Why one storage client per KeyType

The SDK's StorageClient interface declares a keyType — the algorithm family that instance serves — and its contract is explicit: an app running more than one family supplies a separate StorageClient per family rather than multiplexing. The example follows that contract, binding one EncryptedStorageClient to each KeyType and handing every session its matching client.

The record the SDK asks it to persist, ReconcileStoreDao, is the other half of the story: it carries only keyId, currentKeyshare, and stagedKeyshareno algorithm tag. So when VaultSessionManager.sign(keyId) reads a record back to choose the ECDSA or EdDSA session, the record alone doesn't say which one. The example closes that gap by serializing the client's bound KeyType as the first line of the encrypted blob; on read it returns a VaultReconcileStoreDao (Android) / VaultReconcileRecord (iOS) — a small wrapper that exposes the algorithm alongside the SDK's dao fields — and the session manager dispatches on dao.keyType.

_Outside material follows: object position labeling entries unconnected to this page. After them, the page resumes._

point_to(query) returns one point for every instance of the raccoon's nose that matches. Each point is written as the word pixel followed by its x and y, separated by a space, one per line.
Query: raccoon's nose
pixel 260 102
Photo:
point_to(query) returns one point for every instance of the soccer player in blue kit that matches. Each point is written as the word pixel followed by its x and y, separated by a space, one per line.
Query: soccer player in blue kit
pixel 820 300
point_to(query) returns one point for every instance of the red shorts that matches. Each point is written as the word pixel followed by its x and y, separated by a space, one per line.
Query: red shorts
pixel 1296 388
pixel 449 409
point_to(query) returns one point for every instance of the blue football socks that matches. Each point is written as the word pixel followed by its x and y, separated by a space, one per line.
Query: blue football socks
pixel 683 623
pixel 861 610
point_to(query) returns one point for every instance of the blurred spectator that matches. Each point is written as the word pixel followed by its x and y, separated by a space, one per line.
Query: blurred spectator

Both storage clients share the same EncryptedFileStorage, so a read from either instance can resolve any keyId regardless of which algorithm wrote it — which is exactly why each record carries its own embedded tag. The storage layout details are in Storage client.

The name VaultReconcileStoreDao isn't arbitrary — the SDK writes two fields (currentKeyshare and stagedKeyshare) specifically so a crashed keyRefresh can be committed on next launch. The two-slot state machine and the example's reconcile() + reconcileOnStartup() hooks are documented in Reconciliation.

Protocol-level architecture

This page covers the example app's layering. For how the duo protocol itself works (party roles, message exchange, threshold properties), see the Silent Shard Duo Architecture docs.